Intervention de Annie David

Réunion du 16 octobre 2007 à 16h15
Société coopérative européenne et protection des travailleurs salariés — Article 3

Photo de Annie DavidAnnie David :

Je l'ai annoncé lors de la discussion générale, les sénatrices et sénateurs du groupe communiste républicain et citoyen ne voteront pas contre un texte qui a vocation à mieux protéger les salariés, en particulier face à une situation que vivent trop souvent des milliers d'entre eux : la perte d'un emploi et l'insolvabilité de l'employeur.

Il n'en demeure pas moins que nous sommes perplexes, pour ne pas dire sceptiques. En effet, monsieur le ministre, ce projet de loi prévoit que l'Association pour la gestion du régime de garantie des créances des salariés, l'AGS, association créée en 1974 pour pallier la carence de certains employeurs, aura désormais pour mission de garantir la créance due aux salariés européens exerçant leur activité en France.

À n'en pas douter, monsieur le ministre, ce projet de loi se limite à une lecture administrative et à une transposition technique des directives européennes, alors que cette question aurait pour le moins mérité un traitement politique et aurait dû placer la solidarité au coeur des priorités.

Vous vous déclarez favorable à une Europe sociale, monsieur le ministre.
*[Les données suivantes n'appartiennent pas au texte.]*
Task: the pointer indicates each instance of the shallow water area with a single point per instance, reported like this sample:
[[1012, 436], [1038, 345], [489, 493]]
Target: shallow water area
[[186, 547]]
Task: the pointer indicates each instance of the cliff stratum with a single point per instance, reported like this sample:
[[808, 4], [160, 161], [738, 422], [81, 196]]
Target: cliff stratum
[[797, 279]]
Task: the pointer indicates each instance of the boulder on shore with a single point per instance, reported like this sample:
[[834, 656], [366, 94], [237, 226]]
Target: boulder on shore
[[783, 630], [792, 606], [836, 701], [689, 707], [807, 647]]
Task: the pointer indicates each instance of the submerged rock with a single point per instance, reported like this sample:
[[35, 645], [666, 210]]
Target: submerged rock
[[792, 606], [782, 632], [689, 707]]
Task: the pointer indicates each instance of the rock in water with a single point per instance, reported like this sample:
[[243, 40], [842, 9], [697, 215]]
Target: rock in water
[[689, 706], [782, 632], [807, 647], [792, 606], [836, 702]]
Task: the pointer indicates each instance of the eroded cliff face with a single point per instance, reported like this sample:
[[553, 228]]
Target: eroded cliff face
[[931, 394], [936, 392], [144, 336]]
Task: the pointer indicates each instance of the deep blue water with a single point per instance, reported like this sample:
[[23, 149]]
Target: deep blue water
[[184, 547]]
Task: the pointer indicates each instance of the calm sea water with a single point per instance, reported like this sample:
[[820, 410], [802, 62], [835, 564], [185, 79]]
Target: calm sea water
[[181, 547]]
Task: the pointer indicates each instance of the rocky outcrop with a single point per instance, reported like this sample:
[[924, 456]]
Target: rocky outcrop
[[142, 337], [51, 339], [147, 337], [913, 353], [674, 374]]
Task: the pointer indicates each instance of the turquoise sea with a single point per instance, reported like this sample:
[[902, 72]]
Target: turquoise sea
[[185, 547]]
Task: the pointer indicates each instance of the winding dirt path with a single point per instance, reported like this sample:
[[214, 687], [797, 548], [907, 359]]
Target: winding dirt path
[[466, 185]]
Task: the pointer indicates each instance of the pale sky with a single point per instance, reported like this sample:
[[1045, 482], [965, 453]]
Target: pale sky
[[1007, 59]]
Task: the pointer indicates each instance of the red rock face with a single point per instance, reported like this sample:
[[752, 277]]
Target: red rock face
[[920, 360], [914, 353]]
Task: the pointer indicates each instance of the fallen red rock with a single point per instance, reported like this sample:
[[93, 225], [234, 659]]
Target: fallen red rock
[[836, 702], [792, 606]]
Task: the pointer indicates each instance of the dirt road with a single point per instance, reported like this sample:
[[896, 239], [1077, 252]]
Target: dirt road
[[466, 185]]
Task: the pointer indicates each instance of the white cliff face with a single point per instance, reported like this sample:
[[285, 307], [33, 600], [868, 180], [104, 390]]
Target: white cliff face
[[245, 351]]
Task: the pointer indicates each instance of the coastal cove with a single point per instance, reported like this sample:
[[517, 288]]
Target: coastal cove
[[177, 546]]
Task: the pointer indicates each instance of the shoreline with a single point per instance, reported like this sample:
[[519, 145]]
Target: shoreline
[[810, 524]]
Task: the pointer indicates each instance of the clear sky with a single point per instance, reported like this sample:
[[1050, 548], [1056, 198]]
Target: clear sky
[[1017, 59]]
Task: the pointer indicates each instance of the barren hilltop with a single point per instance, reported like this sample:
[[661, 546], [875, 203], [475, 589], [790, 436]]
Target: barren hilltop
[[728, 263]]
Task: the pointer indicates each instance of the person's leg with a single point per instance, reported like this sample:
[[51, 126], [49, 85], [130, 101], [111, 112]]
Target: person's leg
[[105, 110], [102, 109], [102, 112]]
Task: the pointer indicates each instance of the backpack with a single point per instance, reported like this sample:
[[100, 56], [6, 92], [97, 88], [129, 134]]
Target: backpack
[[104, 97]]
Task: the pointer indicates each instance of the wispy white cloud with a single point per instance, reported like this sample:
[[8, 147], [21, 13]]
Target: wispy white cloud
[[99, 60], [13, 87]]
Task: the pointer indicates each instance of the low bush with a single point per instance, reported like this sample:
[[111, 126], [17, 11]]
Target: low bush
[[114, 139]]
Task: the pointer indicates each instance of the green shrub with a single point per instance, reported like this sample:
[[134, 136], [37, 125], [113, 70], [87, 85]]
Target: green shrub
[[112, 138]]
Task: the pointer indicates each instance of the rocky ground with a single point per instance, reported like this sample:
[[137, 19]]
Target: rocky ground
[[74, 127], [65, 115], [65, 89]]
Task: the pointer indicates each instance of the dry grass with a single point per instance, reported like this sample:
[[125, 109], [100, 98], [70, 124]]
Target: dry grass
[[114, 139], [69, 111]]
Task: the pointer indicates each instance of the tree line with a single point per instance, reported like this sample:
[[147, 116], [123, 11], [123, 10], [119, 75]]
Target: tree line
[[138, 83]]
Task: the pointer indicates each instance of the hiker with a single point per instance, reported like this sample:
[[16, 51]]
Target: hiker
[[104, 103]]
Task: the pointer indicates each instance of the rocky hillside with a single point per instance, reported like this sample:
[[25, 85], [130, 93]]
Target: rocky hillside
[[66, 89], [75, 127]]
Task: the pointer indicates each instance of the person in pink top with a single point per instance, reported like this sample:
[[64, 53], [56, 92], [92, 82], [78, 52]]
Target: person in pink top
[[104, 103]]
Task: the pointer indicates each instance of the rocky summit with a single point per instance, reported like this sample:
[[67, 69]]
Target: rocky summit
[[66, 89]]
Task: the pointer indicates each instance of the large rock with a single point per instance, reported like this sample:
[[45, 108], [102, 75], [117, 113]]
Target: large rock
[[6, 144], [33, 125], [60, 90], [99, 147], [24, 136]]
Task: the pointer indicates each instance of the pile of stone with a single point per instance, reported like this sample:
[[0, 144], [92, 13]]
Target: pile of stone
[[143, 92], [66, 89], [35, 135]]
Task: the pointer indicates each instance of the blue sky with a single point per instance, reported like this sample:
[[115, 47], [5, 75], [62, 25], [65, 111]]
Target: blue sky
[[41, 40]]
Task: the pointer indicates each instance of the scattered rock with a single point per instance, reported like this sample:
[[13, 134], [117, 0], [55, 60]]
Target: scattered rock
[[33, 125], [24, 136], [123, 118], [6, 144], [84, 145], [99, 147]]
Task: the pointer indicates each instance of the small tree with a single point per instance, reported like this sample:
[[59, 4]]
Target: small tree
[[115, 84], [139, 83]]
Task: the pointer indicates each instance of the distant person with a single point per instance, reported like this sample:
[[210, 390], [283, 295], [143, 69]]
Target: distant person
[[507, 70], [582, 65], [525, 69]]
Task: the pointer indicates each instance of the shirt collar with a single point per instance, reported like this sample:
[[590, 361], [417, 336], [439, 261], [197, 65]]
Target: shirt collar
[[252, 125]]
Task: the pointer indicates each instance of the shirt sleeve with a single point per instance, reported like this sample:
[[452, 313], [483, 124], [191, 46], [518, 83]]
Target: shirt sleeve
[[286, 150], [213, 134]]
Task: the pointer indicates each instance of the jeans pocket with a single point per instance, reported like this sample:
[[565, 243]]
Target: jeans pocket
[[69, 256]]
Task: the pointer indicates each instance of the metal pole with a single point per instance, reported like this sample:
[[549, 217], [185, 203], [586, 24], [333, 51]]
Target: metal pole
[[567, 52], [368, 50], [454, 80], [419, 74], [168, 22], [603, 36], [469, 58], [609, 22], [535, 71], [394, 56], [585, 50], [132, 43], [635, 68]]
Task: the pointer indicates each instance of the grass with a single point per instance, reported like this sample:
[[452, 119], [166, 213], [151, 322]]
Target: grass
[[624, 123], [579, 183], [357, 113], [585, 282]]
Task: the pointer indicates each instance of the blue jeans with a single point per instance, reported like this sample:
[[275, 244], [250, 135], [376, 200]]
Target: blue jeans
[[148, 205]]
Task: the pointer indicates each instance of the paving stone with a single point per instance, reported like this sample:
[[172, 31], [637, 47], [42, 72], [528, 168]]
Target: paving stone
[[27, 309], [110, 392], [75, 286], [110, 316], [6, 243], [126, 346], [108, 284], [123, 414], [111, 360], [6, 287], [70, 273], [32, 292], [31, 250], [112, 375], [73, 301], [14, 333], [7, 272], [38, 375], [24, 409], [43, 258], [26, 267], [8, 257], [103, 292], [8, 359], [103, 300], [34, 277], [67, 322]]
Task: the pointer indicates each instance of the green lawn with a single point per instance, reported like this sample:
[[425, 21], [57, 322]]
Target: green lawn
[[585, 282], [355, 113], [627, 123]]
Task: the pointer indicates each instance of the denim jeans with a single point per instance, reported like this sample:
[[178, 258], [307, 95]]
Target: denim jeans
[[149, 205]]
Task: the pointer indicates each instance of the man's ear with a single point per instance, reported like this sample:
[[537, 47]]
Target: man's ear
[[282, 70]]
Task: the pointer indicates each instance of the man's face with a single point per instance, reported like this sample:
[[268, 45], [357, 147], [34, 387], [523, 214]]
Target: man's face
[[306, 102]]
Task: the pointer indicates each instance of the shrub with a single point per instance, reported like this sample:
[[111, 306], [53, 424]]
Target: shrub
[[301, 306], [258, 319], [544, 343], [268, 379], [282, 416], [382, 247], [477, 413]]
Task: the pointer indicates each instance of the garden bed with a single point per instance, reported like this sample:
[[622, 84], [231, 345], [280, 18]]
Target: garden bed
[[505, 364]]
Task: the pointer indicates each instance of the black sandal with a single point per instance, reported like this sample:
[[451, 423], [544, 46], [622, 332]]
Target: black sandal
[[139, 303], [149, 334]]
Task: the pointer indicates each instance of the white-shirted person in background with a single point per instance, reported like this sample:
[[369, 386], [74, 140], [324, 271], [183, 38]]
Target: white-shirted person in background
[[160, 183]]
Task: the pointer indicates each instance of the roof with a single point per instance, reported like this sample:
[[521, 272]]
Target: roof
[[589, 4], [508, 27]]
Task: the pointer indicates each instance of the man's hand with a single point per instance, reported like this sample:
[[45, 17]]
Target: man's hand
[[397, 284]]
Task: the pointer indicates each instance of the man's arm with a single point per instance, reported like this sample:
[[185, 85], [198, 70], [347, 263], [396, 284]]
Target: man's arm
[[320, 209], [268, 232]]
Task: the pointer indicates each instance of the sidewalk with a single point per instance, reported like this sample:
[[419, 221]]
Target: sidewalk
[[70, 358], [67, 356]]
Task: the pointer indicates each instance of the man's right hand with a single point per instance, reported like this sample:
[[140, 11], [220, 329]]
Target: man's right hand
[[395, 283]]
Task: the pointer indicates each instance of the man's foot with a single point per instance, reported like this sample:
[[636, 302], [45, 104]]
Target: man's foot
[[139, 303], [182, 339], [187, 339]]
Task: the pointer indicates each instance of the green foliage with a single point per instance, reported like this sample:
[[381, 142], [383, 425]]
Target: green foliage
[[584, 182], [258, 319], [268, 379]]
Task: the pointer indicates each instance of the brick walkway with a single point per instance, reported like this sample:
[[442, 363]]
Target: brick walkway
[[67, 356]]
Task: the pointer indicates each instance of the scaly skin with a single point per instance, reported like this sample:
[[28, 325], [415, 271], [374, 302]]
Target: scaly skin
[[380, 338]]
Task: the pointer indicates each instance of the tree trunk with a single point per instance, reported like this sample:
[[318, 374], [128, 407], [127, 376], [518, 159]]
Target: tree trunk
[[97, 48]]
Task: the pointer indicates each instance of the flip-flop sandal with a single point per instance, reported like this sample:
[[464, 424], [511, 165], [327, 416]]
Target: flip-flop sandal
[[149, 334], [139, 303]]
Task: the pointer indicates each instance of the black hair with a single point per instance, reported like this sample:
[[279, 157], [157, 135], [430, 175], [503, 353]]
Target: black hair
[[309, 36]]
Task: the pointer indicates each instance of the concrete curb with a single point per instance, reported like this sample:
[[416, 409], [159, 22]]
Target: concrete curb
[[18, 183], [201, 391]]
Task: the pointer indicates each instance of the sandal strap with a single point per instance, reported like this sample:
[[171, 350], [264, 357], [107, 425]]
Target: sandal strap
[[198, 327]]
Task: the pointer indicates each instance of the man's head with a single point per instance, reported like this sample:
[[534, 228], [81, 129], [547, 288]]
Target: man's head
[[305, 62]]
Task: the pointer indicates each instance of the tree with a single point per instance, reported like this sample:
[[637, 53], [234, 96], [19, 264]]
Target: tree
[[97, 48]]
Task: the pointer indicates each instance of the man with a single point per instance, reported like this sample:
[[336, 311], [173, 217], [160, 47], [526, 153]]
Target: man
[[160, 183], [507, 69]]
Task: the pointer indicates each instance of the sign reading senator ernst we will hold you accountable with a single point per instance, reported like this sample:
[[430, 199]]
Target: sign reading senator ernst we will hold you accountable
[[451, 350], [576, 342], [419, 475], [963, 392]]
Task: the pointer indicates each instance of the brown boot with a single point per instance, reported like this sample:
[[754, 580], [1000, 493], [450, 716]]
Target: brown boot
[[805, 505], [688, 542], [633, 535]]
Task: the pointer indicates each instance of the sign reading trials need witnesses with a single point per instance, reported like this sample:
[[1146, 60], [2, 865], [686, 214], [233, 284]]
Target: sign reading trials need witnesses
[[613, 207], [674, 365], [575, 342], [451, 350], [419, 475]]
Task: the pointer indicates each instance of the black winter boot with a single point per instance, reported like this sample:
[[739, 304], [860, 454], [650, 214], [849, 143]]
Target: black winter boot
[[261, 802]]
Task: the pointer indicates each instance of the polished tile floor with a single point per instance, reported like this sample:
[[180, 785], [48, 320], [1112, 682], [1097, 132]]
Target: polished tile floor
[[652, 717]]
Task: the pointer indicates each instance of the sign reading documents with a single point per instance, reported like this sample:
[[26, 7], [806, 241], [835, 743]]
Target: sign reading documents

Pourtant, vous refusez de la constituer, alors qu'elle seule placerait les solidarités au coeur des politiques. Vous lui préférez une Europe technique, fondée sur la finance et la mise en concurrence des salariés entre eux.

Le gouvernement auquel vous appartenez n'a pas entendu les millions de Français qui ont dit « non » au projet de constitution européenne. Il le prouve en voulant imposer au peuple un mini-traité constitutionnel européen, et, aujourd'hui encore, en ne prenant pas toute la mesure de cette question, puisqu'il ne prévoit pas le degré de solidarité que ce sujet exige.

En effet, que nous proposez-vous, sinon de faire peser cette nouvelle charge sur l'AGS, et ce à périmètre constant ? Or l'AGS est déficitaire. Si ses comptes sont dans le rouge, c'est parce François Fillon a décidé, en 2003, par voie réglementaire, de diminuer de moitié le taux de cotisation. Ainsi, le taux de cotisation des employeurs, basé sur la rémunération donnant lieu aux contributions d'assurance chômage, servant au financement de cette association est passé de 0, 35 au 1er janvier 2003 à 0, 15 aujourd'hui. On en trouve la confirmation sur le site internet de l'AGS : « Le cumul des cotisations du 1er janvier au 31 août 2007 s'élève à 415 millions d'euros, soit - 39, 3 % comparé au cumul des cotisations du 1er janvier au 31 août 2006. »

Par ailleurs, monsieur le ministre, vous auriez pu profiter de ce texte pour engager une réforme d'ampleur de cette association, qui est uniquement gérée par les organisations patronales et fait donc fi du dialogue social que vous dites pourtant vouloir instaurer comme mode de gouvernance. Ne pensez-vous pas que les organisations syndicales doivent elles aussi avoir voix au chapitre lorsqu'il s'agit de la gestion de fonds intéressant particulièrement les travailleurs, et ce d'autant plus que, vous le savez, certains « patrons voyous » n'hésitent plus à organiser leur insolvabilité afin de faire peser leurs obligations légales sur la collectivité ?

Monsieur le ministre, nous regrettons que vous n'ayez pas pris la pleine mesure de la situation et que vous n'ayez pas profité de ce projet de loi pour repenser et réformer l'AGS. Nous regrettons également l'absence de création d'une association européenne garantissant à tous les salariés les mêmes droits, indépendamment du lieu où ils exercent leur activité.

Toutefois, nous ne voterons pas contre cette nouvelle mission confiée à l'AGS, même si, pour les salariés qui seront à l'avenir confrontés à l'insolvabilité de leur employeur, elle soulève plus de questions qu'elle n'apporte de réponse.